Rohingya Muslims being wiped off Myanmar's map


              FILE - In this Sept. 7, 2017 file photo, flames engulf a house in Gawdu Zara village, northern Rakhine state, Myanmar. Security forces and allied mobs have burned down thousands of homes in Northern Rakhine state, where the vast majority of the country's 1.1 million Rohingya lived, in recent weeks. (AP Photo, File)
FILE - In this Sept. 7, 2017 file photo, flames engulf a house in Gawdu Zara village, northern Rakhine state, Myanmar.
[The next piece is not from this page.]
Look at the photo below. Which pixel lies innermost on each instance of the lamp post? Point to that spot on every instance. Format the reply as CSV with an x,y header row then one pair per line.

Security forces and allied mobs have burned down thousands of homes in Northern Rakhine state, where the vast majority of the country's 1.1 million Rohingya lived, in recent weeks. (AP Photo, File)
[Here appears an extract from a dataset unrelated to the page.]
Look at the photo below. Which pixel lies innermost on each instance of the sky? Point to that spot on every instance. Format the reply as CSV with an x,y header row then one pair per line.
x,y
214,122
YANGON, Myanmar (AP) - Rohingya Muslims are quite literally being wiped off the map in Myanmar.

After attacks by Muslim militants last month, thousands of homes were burned in Rohingya enclaves of the predominantly Buddhist nation.

More than 500,000 people - roughly half their population - fled to neighboring Bangladesh in the past year, most in the last three weeks. And they are still leaving.
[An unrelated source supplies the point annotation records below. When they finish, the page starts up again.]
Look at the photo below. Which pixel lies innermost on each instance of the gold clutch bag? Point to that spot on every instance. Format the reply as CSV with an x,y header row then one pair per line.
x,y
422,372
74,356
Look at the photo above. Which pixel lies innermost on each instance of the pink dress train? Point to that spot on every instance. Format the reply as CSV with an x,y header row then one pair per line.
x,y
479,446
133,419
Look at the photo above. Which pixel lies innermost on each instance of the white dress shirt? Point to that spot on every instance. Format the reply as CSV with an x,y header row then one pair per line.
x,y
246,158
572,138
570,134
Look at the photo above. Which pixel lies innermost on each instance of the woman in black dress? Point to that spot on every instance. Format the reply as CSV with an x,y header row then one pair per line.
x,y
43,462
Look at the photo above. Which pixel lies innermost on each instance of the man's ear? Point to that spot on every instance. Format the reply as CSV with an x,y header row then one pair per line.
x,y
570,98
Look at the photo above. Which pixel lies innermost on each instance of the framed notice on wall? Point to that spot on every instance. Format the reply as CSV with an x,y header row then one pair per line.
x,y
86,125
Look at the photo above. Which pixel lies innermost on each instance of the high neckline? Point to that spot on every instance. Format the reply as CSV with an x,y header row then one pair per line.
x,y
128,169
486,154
The Rohingya's plight has been decried as ethnic cleansing. And despite assurances Tuesday by Myanmar's leader, Aung San Suu Kyi, few believe they will ever be welcomed back.

The Arakan Project, which works to improve conditions for the ethnic minority, is documenting attacks on three Rohingya townships.

Satellite imagery released by Human Rights Watch on Tuesday shows swaths of scorched landscape and the near-total destruction of 214 villages.